Individui, comunità e istituzioni in emergenza


“Il sisma del 2009 ha imposto all’Aquila, e alle sue generazioni, una sparizione improvvisa della vita e delle tracce del suo centro storico, fulcro, sin dalle origini della città, della convivenza, della concentrazione delle attività economiche, della sociabilità. Per questo è diventato essenziale, nel processo educativo condotto all’indomani dell’evento, nelle scuole e fuori dalle scuole, sin dall’infanzia, cercare di trasmettere ai bambini, nati dopo il 2009, la storia di qualcosa che non hanno mai visto, ma che rappresenta la scenografia del mondo in cui vivono e di cui ascoltano la storia narrata dai loro nonni e dai loro genitori. Trasmettere, poi, il sapere storico agli adolescenti, che hanno un ricordo vago del loro prima e del loro dopo il 6 aprile, diventa fondante al fine di consolidare la consapevolezza di una identità che non deve essere sbiadita, ma che concorre a rappresentare il raccordo tra un passato, da rivivere nelle attuali ricostruzioni di tracce architettoniche e urbanistiche, e un presente.
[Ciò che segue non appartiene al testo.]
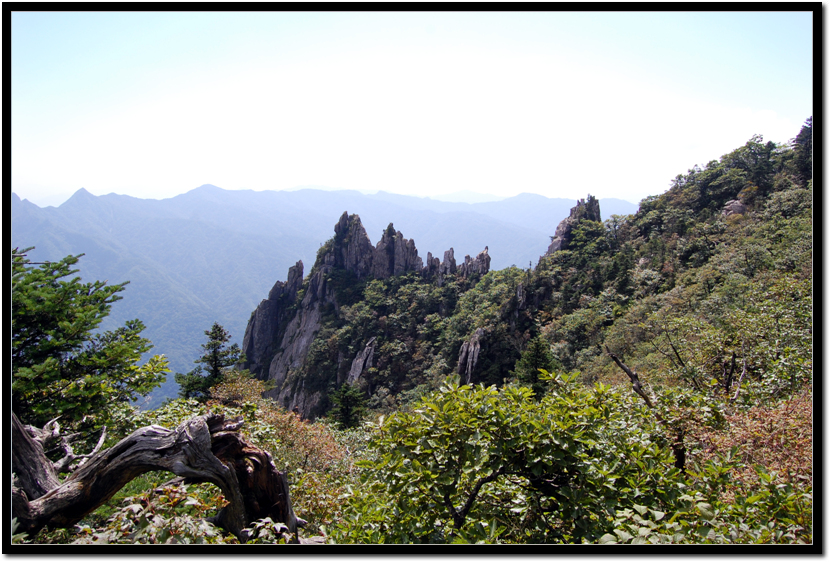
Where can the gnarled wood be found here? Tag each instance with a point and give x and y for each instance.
(201, 449)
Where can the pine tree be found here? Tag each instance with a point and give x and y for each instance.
(59, 366)
(349, 406)
(212, 365)
(536, 356)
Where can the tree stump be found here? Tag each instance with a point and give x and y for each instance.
(202, 449)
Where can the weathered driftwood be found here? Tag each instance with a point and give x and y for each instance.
(202, 449)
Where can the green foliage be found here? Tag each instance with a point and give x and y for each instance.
(59, 366)
(217, 358)
(473, 464)
(349, 406)
(535, 359)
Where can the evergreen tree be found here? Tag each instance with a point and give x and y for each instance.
(213, 363)
(536, 356)
(59, 368)
(349, 406)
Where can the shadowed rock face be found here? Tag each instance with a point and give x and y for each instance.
(585, 209)
(281, 329)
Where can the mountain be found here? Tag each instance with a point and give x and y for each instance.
(210, 255)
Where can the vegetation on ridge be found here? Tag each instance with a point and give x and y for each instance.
(650, 383)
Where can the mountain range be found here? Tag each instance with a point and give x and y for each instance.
(211, 255)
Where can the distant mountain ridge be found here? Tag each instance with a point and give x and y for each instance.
(212, 254)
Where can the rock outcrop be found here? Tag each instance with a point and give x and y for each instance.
(468, 355)
(283, 327)
(362, 362)
(585, 209)
(394, 255)
(261, 334)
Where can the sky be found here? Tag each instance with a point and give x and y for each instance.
(563, 104)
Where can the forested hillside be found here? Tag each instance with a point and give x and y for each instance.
(649, 380)
(210, 255)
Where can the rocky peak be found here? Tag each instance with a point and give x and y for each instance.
(584, 210)
(480, 265)
(395, 255)
(352, 249)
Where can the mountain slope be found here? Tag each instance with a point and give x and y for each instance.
(209, 255)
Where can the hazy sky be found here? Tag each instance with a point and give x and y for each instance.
(562, 104)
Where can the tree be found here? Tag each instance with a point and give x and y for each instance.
(59, 367)
(803, 148)
(536, 357)
(217, 358)
(349, 406)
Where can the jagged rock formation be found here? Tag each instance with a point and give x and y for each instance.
(259, 340)
(283, 327)
(394, 255)
(362, 362)
(584, 210)
(468, 355)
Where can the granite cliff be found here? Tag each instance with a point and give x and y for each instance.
(283, 328)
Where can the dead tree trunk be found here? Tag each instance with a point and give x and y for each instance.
(202, 449)
(678, 446)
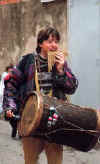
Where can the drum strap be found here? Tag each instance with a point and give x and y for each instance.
(36, 77)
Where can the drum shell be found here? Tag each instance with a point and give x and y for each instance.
(72, 125)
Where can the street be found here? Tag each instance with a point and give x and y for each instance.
(11, 151)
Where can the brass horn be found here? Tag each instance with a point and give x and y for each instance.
(51, 58)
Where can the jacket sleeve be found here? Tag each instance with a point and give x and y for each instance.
(12, 85)
(67, 81)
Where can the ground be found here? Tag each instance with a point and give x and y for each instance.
(11, 151)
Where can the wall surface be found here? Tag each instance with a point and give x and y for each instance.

Molti giovani hanno, in questi anni post-sisma, reinventato un loro luogo e sono convissuti, in nuove percezioni, con la loro città “puntellata”, nella quale hanno immaginato normalità originali, come fare parkour sulle rampe dei cantieri, o scrivere brani con protagoniste le gru, diventate oggetto dei loro racconti e documentari d’amore. Coltivare la memoria è poi l’impegno dei giovani che dovranno scegliere il loro futuro di permanenza o di emigrazione.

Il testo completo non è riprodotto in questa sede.